CHEGA quer criar presunção de legítima defesa para polícias que usem arma de fogo

O CHEGA apresentou um projeto de lei para estabelecer uma presunção de licitude no uso de armas de fogo por agentes das forças de segurança em determinadas situações de perigo iminente.

© Facebook/PSP

Segundo o partido que ocupa hoje a liderança da oposição em Portugal, muitos polícias sentem hoje receio de agir em cenários de ameaça grave por medo de virem mais tarde a ser acusados de uso excessivo da força ou abuso policial.

A proposta a que o Folha Nacional teve acesso surge numa altura em que o debate sobre segurança e autoridade policial voltou a ganhar força.

O CHEGA defende que os agentes devem ter proteção legal reforçada quando estejam perante situações em que exista uma perceção razoável de ameaça iminente de morte ou lesão grave para si próprios ou para terceiros.

O projeto prevê que o uso da arma de fogo seja presumido lícito sempre que o agente atue nessas circunstâncias, cabendo depois prova em contrário.

Ao mesmo tempo, o partido introduz uma condição: sempre que o agente tenha bodycam disponível e necessite de usar a arma, será obrigado a ligar o dispositivo.
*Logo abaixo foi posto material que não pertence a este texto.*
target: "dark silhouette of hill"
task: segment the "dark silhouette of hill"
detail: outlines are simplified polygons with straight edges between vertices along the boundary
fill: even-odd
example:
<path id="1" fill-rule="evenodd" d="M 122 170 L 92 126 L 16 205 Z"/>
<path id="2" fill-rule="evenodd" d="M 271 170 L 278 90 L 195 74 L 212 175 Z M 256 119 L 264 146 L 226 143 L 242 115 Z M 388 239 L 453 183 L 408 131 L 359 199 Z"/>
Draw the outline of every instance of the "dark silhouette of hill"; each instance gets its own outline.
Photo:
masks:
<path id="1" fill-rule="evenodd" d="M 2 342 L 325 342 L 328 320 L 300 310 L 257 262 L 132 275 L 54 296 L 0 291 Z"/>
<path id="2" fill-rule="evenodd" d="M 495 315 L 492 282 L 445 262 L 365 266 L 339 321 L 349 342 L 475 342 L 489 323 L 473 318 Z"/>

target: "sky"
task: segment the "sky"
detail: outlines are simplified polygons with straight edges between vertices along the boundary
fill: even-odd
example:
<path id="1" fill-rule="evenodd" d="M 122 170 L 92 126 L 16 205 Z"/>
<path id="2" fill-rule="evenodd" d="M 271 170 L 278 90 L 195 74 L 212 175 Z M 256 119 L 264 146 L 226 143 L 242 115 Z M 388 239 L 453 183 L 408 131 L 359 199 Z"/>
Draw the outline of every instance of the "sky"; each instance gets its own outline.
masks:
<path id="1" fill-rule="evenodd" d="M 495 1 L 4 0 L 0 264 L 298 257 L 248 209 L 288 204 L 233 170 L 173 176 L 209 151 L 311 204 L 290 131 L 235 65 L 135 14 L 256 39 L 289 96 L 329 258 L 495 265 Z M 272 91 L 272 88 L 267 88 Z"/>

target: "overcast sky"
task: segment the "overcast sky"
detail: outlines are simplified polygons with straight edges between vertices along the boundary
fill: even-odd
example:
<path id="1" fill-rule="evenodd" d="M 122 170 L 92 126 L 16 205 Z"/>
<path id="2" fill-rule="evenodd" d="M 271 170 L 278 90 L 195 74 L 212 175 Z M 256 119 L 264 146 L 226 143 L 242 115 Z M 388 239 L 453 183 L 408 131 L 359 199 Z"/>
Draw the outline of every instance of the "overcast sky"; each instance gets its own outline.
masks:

Caso não o faça, perde automaticamente essa presunção legal de licitude.

Na exposição de motivos, o CHEGA argumenta que as bodycams podem funcionar como mecanismo de proteção tanto para os agentes como para os cidadãos, permitindo esclarecer posteriormente o que aconteceu em cada intervenção policial.

O partido sublinha ainda que a proposta não altera as regras relativas a outros meios de defesa ou contenção, focando-se apenas no uso de armas de fogo.

Segundo o CHEGA, a medida pretende dar mais segurança jurídica aos profissionais das forças de segurança e evitar que os agentes hesitem perante situações de elevado risco.

A iniciativa aplica-se a todas as forças de segurança cujos estatutos permitam o uso e porte de armas de fogo atribuídas pelo Estado.